I have always been fascinated by old books and their tooled and gilded bindings. Years ago, when I worked at an academic library in Cambridge, a favourite part of my job was to carefully rub a special kind of polish into the leather covers to keep them fed and supple. I would fetch the key to the climate-controlled, fireproof strong room in which the ‘special’ books were stored, select a volume which looked in need of attention, and get to work with a soft cloth. As I worked, I would marvel at the intricate designs, and above all at the antiquity of these objects – we held books dating back to less than a century after Gutenberg’s revolutionary invention of printing with moveable type, most of them in their original bindings. Whose hands had touched these covers and turned these pages before me?
Recently I was able to visit a remarkable exhibition at the National Library of Wales in Aberystwyth. Entitled Beautiful Books, the exhibition consists of twenty-two books and an accompanying film which show the bookbinding process. Perhaps counterintuitively for a library, the emphasis is not on the content of the books, but on their bindings. Created between 1849 and 1993, the books showcase the talents of remarkable bookbinders whose work goes far beyond simply making covers to protect the words within.

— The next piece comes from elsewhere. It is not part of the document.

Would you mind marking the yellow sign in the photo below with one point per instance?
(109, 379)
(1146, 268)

For a few years, I subscribed to the Folio Society, and a number of attractively-bound limited edition volumes were added to my bookshelves. Apart from that, I have had little exposure to modern binding, and this exhibition was therefore quite an eye-opener for me. As I worked my way around the glass cabinets, a number of themes emerged.
These bindings are works of art, and not just in the way one says of something impressive, ‘wow, that’s a work of art!’ These fine bindings create pictures, images, in way that is reminiscent of textile art. They use of blocks and lines of colour, gilding, texture, and motifs which respond to the subject of the book, combine to make artworks which stand in their own right.

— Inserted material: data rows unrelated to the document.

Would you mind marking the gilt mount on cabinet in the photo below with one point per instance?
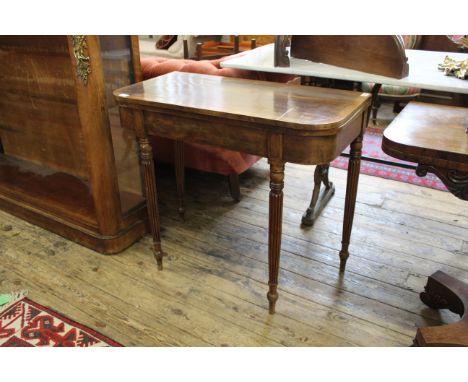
(80, 51)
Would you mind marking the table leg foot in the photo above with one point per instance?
(320, 197)
(344, 254)
(272, 296)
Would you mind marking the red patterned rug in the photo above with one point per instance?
(26, 323)
(372, 148)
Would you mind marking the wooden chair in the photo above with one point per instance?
(395, 94)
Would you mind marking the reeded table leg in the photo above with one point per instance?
(180, 175)
(274, 229)
(350, 200)
(318, 203)
(146, 159)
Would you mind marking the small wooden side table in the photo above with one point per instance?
(434, 137)
(283, 123)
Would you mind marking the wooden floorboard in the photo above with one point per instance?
(212, 291)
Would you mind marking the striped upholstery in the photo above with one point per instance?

Stylistically, they are very much of their time. For example, the binding by Elizabeth Greenhill for Louis MacNeice’s The Burning Perch (1963) put me in mind of a tapestry by Graham Sutherland, and would not have looked out of place scaled up on the wall of a brutalist concrete building on the South Bank in London.
In many cases, it really is possible to judge the book by its cover, as the binding gives a hint or preview of the contents. For example, the cover created by Julian Thomas for Houses of Leaves, a translation of the work of fourteenth-century Welsh poet Dafydd ap Gwylim by Rachel Bromwich, published in 1993, takes its inspiration from the book’s title, and features lines based on the outlines of leaves and the tendrils of foliage which ornament medieval manuscripts. And with the binding for Across the Straights by Kyffin Williams, Thomas’ collaboration with arguably Wales’ most famous artist results in Williams’ essential simplification of landscape being transferred to the book’s cover.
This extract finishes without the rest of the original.